Manusia Utama ini, hanya setebal 53 halaman berisi 43 puisi Thendra dari tahun 2006-2011. Buku yang tergolong tipis. Seperti yang dikatakan Alwi, ada kecendrungan pada Thendra untuk mengangkat masalah-masalah sosial. Saya sepakat dengan pendapat itu dan Thendra mengangkatnya dengan gayanya sendiri. Bukan dengan gaya Rendra atau pula Thukul. Tapi dengan gaya Thendra, yang menurut saya walau terasa ada gaya Chairilnya. Tapi ini tentu perlu pembuktian lebih lanjut dengan kajian yang lebih dalam dan ilmiah. Puisi-puisi yang mengarah ke masalah-masalah sosial itu diantaranya, Repromosi Sebuah Kota, Ngai Oi Ngi, Manusia Utama, Merak-Bakauheni, Manusia 10 Jam Sehari, Lintas Sumatera, Sepatu &; Tuhan Impor Buat Kaki Dunia Ketiga, Urban, Disebabkan Humor, Braga, Manusia Berjalan, Burung Kecil, Melintasi Negeri Malam, Kuda Arwah di Jalan Lintas Sumatera, Taman Bermain. Di tengah banyak puisi penyair muda yang syahdu basah pada saat ini, kehadiran puisi Thendra dengan tema-tema yang ia angkat tentu menjadi tawaran bacaan tersendiri.

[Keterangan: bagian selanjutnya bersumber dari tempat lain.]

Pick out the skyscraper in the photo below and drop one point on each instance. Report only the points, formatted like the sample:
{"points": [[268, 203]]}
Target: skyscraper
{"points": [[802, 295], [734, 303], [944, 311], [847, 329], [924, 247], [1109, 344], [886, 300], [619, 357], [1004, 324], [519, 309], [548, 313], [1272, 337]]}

Seperti yang disinggung di atas, yang menarik bagi saya dari peluncuran buku ini adalah mengenai isi buku dan pilihan alternatif dalam menerbitkan buku. Pertanyaan yang sempat ditanyakan kepada Thendra adalah mengapa memilih Indie Book Corner dan apa harapan dari peluncuran buku ini (dari segi isi dan cara menerbitkan). Dan Thendra menjawab :
1. Indie Book Corner (IBC) merupakan penerbit yang digerakkan anak muda (Irwan Bajang dan Anindra Saraswati) yang peduli pada perbukuan. Secara kualitas, buku yang mereka hasilkan mampu bersaing dengan penerbit besar, cover, penyuntingan, lay-out, dan juga kertas bookpaper yang selama ini dimonopoli oleh penerbit besar, dengan biaya terbilang murah yang ditanggung penulis.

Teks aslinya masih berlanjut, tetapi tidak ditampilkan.